To help Canadian investors access the world’s largest stock market, Fidelity Investments Canada ULC Wednesday announced the launch of new U.S. mutual funds aimed at Canadian investors seeking income opportunities and diversification benefits in this market.
The new options include Fidelity U.S. Monthly Income Fund, Fidelity U.S. Dividend Fund (including a currency neutral version), as well a capital yield version of the Fidelity U.S. Monthly Income Fund.

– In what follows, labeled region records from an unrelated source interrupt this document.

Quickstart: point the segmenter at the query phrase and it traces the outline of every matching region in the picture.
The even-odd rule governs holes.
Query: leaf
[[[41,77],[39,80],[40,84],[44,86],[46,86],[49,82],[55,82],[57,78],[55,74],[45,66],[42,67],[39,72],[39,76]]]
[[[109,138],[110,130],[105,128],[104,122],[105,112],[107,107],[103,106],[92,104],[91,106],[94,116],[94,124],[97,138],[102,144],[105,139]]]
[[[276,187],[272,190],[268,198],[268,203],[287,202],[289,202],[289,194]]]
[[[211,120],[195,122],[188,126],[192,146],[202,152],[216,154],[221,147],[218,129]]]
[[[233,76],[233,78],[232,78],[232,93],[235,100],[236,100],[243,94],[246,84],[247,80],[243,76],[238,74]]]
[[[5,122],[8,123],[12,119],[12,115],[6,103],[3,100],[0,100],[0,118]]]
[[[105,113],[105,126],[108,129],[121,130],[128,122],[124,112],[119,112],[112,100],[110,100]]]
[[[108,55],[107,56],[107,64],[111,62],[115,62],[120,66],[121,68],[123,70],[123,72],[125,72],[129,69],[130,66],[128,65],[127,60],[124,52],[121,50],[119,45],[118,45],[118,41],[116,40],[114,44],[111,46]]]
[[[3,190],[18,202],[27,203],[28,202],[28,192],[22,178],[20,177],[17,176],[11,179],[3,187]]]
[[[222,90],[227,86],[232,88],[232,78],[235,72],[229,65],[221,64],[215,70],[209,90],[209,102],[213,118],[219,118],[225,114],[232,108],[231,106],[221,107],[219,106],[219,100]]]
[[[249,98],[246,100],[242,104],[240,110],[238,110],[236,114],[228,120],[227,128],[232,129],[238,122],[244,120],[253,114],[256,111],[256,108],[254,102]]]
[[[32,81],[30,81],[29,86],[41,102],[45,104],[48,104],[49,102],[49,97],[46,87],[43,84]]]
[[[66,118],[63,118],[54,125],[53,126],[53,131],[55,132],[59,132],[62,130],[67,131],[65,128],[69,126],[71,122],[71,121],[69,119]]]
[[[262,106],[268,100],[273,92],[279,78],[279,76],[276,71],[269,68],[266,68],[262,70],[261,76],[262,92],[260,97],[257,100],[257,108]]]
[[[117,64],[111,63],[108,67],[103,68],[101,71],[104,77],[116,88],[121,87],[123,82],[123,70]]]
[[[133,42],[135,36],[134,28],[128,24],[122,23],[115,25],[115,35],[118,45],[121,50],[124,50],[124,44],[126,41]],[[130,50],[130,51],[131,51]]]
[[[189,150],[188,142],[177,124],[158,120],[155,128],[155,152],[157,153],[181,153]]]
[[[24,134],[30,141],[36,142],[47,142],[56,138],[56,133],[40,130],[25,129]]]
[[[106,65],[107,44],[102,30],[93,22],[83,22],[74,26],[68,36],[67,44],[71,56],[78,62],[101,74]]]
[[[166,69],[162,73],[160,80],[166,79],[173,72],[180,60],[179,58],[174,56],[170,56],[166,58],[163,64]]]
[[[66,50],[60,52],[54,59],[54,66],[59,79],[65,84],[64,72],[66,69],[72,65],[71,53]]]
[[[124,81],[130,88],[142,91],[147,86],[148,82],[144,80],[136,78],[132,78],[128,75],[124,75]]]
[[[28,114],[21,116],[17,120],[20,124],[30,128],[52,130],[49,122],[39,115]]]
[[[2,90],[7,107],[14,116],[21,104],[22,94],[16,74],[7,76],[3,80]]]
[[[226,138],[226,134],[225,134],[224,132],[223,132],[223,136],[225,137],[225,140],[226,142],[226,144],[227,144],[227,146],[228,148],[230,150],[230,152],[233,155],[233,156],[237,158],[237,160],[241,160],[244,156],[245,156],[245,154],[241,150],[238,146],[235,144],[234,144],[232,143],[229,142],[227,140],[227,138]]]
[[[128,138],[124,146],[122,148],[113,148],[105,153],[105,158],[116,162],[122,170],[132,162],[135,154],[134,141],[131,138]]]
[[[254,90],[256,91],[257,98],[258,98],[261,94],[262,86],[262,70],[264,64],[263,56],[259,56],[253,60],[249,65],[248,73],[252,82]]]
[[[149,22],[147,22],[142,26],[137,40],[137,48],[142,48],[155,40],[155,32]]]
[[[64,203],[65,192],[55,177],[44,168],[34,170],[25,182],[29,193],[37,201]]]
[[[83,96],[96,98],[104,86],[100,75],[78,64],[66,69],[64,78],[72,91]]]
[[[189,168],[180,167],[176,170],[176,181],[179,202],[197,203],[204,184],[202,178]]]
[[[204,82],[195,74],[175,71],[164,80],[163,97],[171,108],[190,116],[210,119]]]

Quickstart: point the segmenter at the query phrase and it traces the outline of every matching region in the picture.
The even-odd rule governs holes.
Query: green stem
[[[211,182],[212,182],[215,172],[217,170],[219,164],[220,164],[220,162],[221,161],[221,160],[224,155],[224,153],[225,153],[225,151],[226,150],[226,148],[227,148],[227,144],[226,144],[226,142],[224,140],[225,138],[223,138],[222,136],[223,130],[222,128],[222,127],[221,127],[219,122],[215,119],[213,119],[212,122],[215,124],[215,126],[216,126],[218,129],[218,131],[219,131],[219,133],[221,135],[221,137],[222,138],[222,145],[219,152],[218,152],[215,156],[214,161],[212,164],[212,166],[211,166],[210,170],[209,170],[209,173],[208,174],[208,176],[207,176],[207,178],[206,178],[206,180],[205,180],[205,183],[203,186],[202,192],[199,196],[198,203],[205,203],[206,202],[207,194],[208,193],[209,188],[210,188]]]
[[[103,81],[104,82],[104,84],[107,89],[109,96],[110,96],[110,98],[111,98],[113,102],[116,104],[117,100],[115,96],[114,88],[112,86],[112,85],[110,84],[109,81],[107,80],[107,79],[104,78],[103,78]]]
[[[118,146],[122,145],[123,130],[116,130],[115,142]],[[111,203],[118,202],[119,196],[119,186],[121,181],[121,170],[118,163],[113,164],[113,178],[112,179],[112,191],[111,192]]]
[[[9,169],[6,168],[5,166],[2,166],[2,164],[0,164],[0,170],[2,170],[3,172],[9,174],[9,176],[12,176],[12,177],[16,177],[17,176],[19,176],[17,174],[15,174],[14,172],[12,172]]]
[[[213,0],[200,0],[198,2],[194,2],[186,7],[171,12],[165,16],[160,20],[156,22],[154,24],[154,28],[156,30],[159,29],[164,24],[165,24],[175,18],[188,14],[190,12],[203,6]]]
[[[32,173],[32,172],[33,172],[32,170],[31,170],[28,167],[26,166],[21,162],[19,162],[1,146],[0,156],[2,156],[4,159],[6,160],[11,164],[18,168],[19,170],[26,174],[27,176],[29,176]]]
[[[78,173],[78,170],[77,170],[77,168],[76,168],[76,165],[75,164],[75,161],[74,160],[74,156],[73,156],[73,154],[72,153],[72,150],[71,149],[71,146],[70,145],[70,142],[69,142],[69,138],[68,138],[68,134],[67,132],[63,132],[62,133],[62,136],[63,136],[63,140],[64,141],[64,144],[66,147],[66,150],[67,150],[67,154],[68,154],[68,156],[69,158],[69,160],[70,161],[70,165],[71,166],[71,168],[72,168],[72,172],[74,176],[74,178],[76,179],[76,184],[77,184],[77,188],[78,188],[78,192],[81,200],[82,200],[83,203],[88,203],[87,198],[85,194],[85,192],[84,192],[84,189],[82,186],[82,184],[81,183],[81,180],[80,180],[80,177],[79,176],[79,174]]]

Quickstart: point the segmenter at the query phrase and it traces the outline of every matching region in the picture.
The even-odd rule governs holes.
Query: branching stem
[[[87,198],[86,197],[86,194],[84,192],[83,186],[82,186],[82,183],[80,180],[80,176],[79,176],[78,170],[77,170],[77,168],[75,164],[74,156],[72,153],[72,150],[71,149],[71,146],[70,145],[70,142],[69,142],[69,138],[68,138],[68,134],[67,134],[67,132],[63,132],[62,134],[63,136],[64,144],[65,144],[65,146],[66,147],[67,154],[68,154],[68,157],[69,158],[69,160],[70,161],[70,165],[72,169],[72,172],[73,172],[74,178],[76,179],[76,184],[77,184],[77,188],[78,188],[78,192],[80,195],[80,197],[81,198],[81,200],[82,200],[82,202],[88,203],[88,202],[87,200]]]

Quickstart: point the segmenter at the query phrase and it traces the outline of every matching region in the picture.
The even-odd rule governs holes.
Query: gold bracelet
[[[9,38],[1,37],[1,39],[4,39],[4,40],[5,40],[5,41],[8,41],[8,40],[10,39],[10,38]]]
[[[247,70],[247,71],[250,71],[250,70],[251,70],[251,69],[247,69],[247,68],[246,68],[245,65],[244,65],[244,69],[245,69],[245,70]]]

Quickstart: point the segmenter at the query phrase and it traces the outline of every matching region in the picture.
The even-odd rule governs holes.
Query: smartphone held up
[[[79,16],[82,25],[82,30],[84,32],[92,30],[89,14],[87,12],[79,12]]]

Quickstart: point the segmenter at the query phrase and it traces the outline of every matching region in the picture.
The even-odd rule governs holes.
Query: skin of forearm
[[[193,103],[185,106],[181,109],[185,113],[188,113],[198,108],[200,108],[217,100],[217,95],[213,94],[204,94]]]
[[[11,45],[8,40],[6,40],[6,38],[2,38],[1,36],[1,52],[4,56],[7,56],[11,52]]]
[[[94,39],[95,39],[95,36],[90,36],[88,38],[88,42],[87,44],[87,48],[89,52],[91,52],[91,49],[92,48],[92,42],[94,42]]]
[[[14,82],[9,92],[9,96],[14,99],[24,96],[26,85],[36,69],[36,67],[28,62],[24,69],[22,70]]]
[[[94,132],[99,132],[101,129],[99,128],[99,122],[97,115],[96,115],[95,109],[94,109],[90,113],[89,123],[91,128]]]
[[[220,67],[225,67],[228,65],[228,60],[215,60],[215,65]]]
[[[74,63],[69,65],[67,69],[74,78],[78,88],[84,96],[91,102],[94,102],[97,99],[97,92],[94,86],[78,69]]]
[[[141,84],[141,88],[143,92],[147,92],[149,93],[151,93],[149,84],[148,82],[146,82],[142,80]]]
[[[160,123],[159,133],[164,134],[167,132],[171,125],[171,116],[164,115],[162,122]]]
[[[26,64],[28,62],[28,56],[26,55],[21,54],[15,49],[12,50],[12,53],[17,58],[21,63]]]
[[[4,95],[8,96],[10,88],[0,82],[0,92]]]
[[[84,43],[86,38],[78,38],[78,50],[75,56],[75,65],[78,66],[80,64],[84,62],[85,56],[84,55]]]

“Today, macro-economic issues like the current low-interest environment and ongoing global economic uncertainties are top of mind for many investors. These uncertainties can make it hard for anyone to focus on the long-term investments,” said Craig Strachan, vice president, head of product, Fidelity Investments Canada. “However, if investors look past these uncertainties we believe that there are positives in the markets including the health of corporate America.”
The U.S. market has many stable high quality companies with strong global brands. Interbrand’s survey of the best global brands illustrates the dominance of the U.S. – the top eight brands were all U.S. companies, as were 14 of the top 20.
Fidelity U.S. Dividend Fund
Fidelity U.S. Dividend Fund leverages the depth and breadth of Fidelity’s fundamental research coverage to identify high-quality U.S. dividend paying equities. The fund is designed as a core holding that provides Canadian investors the potential for capital appreciation and income. The asset class and the U.S. dollar exposure that the fund provides offer great diversification benefits for Canadian investors.
“Investing with a focus on dividend-paying stocks has historically delivered a number of desirable outcomes,” said Strachan. “Many companies in the U.S. currently have a high level of cash on their balance sheets, which may increase their capacity to pay dividends. Given these conditions, we believe this is an excellent time for Canadians to look at U.S. dividend fund options for their portfolios.”
The fund is managed by James (Jim) Morrow who runs a similar fund for U.S. investors. He began his career at Fidelity in 1998 as a research analyst and has extensive experience managing funds for investors in the United States.
Fidelity’s suite of monthly income funds
For income-seeking investors who do not want full equity exposure, Fidelity U.S. Monthly Income Fund joins Fidelity Investments Canada’s existing suite of monthly income funds, including Fidelity Monthly Income Fund and Fidelity Global Monthly Income Fund. This new fund is another option for investors looking for regular income and the potential for capital appreciation.
Managing Fidelity U.S. Monthly Income Fund are Geoff Stein and Mariana Egan. Stein is one of the portfolio managers of Fidelity Monthly Income Fund. Stein and Egan are also the portfolio managers of the Fidelity Global Monthly Income Fund. Both are asset allocation experts that leverage Fidelity’s extensive global macro research. While the neutral mix is 50% equity and 50% fixed income, the fund may over- or underweight asset classes to aim to manage risk and seek to capitalize on changing market conditions.
More tax-efficient options for income investors
Fidelity Investments Canada is also expanding its capital yield offering by launching Fidelity Tactical Fixed Income Capital Yield Fund and Fidelity U.S. Monthly Income Capital Yield Fund. The capital yield versions of these funds seek to provide a return similar to that of Fidelity Tactical Fixed Income Fund and Fidelity U.S. Monthly Income Fund, respectively, less transaction and hedging costs, while generating tax-preferred capital gains, thereby aiming to enhance the investor’s after-tax returns.
These new capital yield products build on the success of Fidelity Investments Canada’s other capital yield products which have had great support from investors and advisors.
“One of the many challenges financial advisors face is educating their clients on how they can meet their retirement goals. It’s not easy finding options that could provide the cash flow for an investor’s retirement. At the same time it is easy for investors to underestimate not only how much income they will need, but also how long they will live in retirement,” said Strachan. “Financial advisors have a pivotal role in helping their clients understand this dichotomy, and in today’s low interest rate environment it’s important to consider options that provide exposure outside of Canada.”